Lola hat unser Leben und natür­lich unse­ren Tages­ab­lauf kom­plett ver­än­dert. Allei­ne die Ver­pflich­tung und Ver­ant­wor­tung 5 mal die Woche Mit­tags mit ihr raus zu gehen. Und das auch bei Wind und Wet­ter. Ganz neben­bei tut uns die Bewe­gung auch sehr gut.

Was wir dabei gelernt und nicht gewusst haben ist, dass Hun­de durch Kör­per­spra­che, Bli­cke, Lau­te und sogar durch das Erler­nen von Wör­tern so kom­mu­ni­ka­tiv sind.

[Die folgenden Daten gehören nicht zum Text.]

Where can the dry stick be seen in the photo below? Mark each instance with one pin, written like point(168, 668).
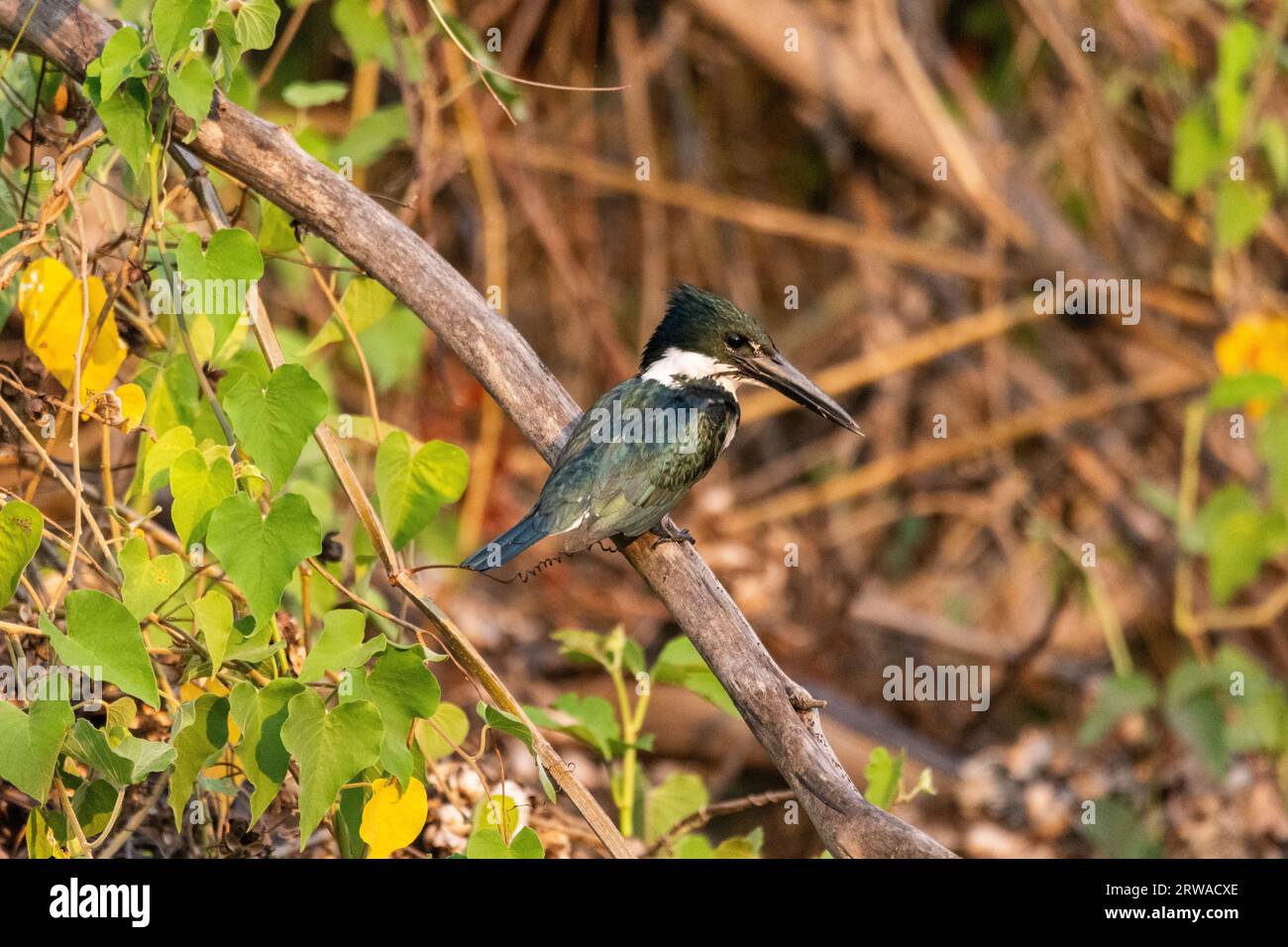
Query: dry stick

Beson­ders haben es uns ihre Bli­cke ange­tan (sie­he Foto). Auch das Bedürf­nis nach Strei­chel­ein­hei­ten kann­ten wir nicht. Sie bekommt natür­lich reich­lich davon. Man merkt immer wie­der, dass sie unse­re Nähe sucht und strahlt eine Art von Dank­bar­keit aus, die man nicht in Wor­te fas­sen kann. Das mag auch dar­an lie­gen, dass sie aus dem Tier­schutz aus Ungarn kommt.

Auch haben wir oft das Gefühl, dass sie uns Trost spen­den möch­te, wenn sie merkt, dass es einem von uns nicht ganz gut geht.

Und wenn Lecker­lis ins Spiel kom­men ist sie vor Freu­de nicht mehr zu hal­ten.

Oft den­ken wir dar­über nach, was wohl in ihrem Kopf vor­geht, wenn sie sich inter­es­siert und traum­ver­sun­ken die Land­schaft anschaut. Ganz zu schwei­gen davon wie sie sich freut, wenn wir sie Mit­tags abho­len.

Dem fol­gen­den KI Text kön­nen wir voll und ganz zustim­men:

Hun­de sind in der Lage, mensch­li­che Emo­tio­nen zu erken­nen und dar­auf zu reagie­ren. Sie spü­ren, wenn ihr Besit­zer trau­rig, ängst­lich oder gestresst ist, und ver­su­chen, Trost zu spen­den. Die­se Fähig­keit macht sie zu idea­len The­ra­pie­hun­den, die in Kran­ken­häu­sern, Pfle­ge­hei­men und Schu­len ein­ge­setzt wer­den.

Wir haben unse­re Ent­schei­dung die Mit­tags­run­den zu über­neh­men NICHT einen Tag bereut.

Unser Fazit:

Hun­de sind TIE­RISCH­gu­te Men­schen, auch weil sie nur das Gute vom Men­schen in sich tra­gen.